Advisor: Dr. Susan L. Cutter



Prior research on tornadoes has investigated tornado climatology (risk of tornado occurrences, tornado strength, and impacts), societal vulnerability to this hazards, and the effectiveness of various mitigation techniques.  This study is one of the first to combine all three measures to develop a more comprehensive estimate of the vulnerability of places (counties) to these natural events.  Two research questions are posed.  First, what is the spatial variability in place vulnerability to tornadoes, and what factors (social, physical, mitigation) are responsible for this variation> Second, how does place vulnerability operate at different spatial scales (e.g. county level to a particular community)?

A modified physical vulnerability index was created using tornado segment data from 1950-2002 for all US counties.  Social vulnerability indicators were culled from the 2000 Census and were used to create a composite social vulnerability index that included eight separate sub-indicators.  All county-level variables were standardized using the distance from the median value divided by the interquartile range.  A factor analysis (principal components analysis) was used to create vulnerability indices from the standardized variables.  A county mitigation index was constructed from a number of sources (e.g. building codes, StormReady participation) using similar procedures.  The place vulnerability of counties was computed as the sum of physical vulnerability plus social vulnerability minus mitigation.  Case studies of Marion, IN and Georgetown, SC, which each experienced a significant tornado in 2002, were used to compare the national results at a sub-county level.

The national assessment of place vulnerability to tornadoes showed considerable geographic variation.  As expected, most of “Tornado Alley” was identified as highly vulnerable when risk, social characteristics, and mitigation were considered.  However, portions of Tornado Alley (rural parts of Kansas and Nebraska) had low place vulnerability index values.  Other counties in the Deep South, Midwest, Florida, Colorado, and urban counties were also highly vulnerable.  The place vulnerability index significantly correlated with observed tornado losses, but the strength of the relationship was only moderate (r = .27).  Physical indicators and mitigation have more influence on place vulnerability than social indicators.

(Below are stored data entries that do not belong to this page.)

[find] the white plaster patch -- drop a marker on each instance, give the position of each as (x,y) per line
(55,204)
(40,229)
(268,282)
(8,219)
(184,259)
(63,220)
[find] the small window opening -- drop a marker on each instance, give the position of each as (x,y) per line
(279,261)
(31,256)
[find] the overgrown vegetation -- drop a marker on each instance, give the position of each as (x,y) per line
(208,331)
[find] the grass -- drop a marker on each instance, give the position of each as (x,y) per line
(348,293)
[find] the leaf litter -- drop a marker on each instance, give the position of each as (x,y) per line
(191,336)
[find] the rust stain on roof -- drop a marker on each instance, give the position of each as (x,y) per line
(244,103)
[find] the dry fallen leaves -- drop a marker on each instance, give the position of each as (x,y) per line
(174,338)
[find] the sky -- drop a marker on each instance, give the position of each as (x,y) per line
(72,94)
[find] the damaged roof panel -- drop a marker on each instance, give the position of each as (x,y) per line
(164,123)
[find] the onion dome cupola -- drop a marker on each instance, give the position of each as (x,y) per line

The case studies provide details on the nature of the vulnerability at a sub-county level and new d3etaisl about perceptions, preparedness, warning dissemination effectiveness and shelter-seeking behavior in response to a tornado event.  Marion County, IN had a higher place vulnerability score than Georgetown County, SC largely due to more physical risk.  Better mitigation offset the risk, but a larger population size and the expanse of the built up area (and enhanced potential for destructive losses)_ added more social vulnerability to Marion County.  The results of the two public surveys provide two important findings that were consistent: older residents were less likely to seek shelter; and African-Americans were less likely to understand the meaning of a tornado watch.

Synthesizing the three main components of place vulnerability provided a more comprehensive view of the most tornado-prone counties in the US.  This knowledge is important in determining how to best develop methods and programs for loss reduction.  Mitigation efforts can become more cost effective by targeting specific socioeconomic groups in those highly vulnerable areas identified in this research.